You just keep living and putting one foot in front of the other. Everyone says time heals, but sometimes it doesn’t. Really. It just makes you forget more often. Life can be good again, just in a different way. I never knew how do you grief, but experiences teach you something new.
1. Staying Alive
As for grief, you’ll find it comes in waves. When the ship is first wrecked, you’re drowning, with wreckage all around you. Everything floating around you reminds you of the beauty and the magnificence of the ship that was, and is no more. And all you can do is float. You find some piece of the wreckage and you hang on for a while. Maybe it’s some physical thing. Maybe it’s a happy memory or a photograph. Maybe it’s a person who is also floating. For a while, all you can do is float. Stay alive.
2. Hanging On
In the beginning, the waves are 100 feet tall and crash over you without mercy. They come 10 seconds apart and don’t even give you time to catch your breath. All you can do is hang on and float. After a while, maybe weeks, maybe months, you’ll find the waves are still 100 feet tall, but they come further apart. When they come, they still crash all over you and wipe you out. But in between, you can breathe, you can function. You never know what’s going to trigger the grief. It might be a song, a picture, a street intersection, the smell of a cup of coffee. It can be just about anything… and the wave comes crashing. But in between waves, there is life.
3. Surviving the Waves
Somewhere down the line, and it’s different for everybody, you find that the waves are only 80 feet tall. Or 50 feet tall. And while they still come, they come further apart. You can see them coming. An anniversary, a birthday, or Christmas, or landing at O’Hare. You can see it coming, for the most part, and prepare yourself. And when it washes over you, you know that somehow you will, again, come out the other side. Soaking wet, sputtering, still hanging on to some tiny piece of the wreckage, but you’ll come out. Take it from an old guy. The waves never stop coming, and somehow you don’t really want them to. But you learn that you’ll survive them. And other waves will come. And you’ll survive them too. If you’re lucky, you’ll have lots of scars from lots of loves.
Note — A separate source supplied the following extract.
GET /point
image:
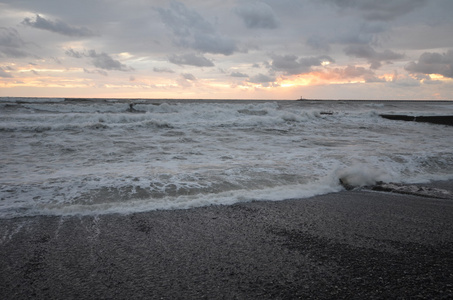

And lots of shipwrecks.
Bawl First
This is adapted from an advice on grieving I found. Then I cried. I bawl my eyes out and cried like a baby. Instead of suppressing my feelings and sadness inside, I let it all out. I gave myself a week of soaking pillow and teary eyes. We feel sadness because something is lost. Not just a person, but maybe something intangible like love, relationship or the presence.
Then Move On
Then I just moved on. The most straight-forward decision, but the toughest to execute. It hurts.
It still hurts when I remember it, but I remember it less often now. Occasionally I see a picture, a letter or I smell a scent. And the waves come crashing back. But they never do for a long time. And the waves keep getting smaller. I take comfort in the fact that it was a beautiful chapter in my life. It’s a new chapter now, and I’m learning to live without.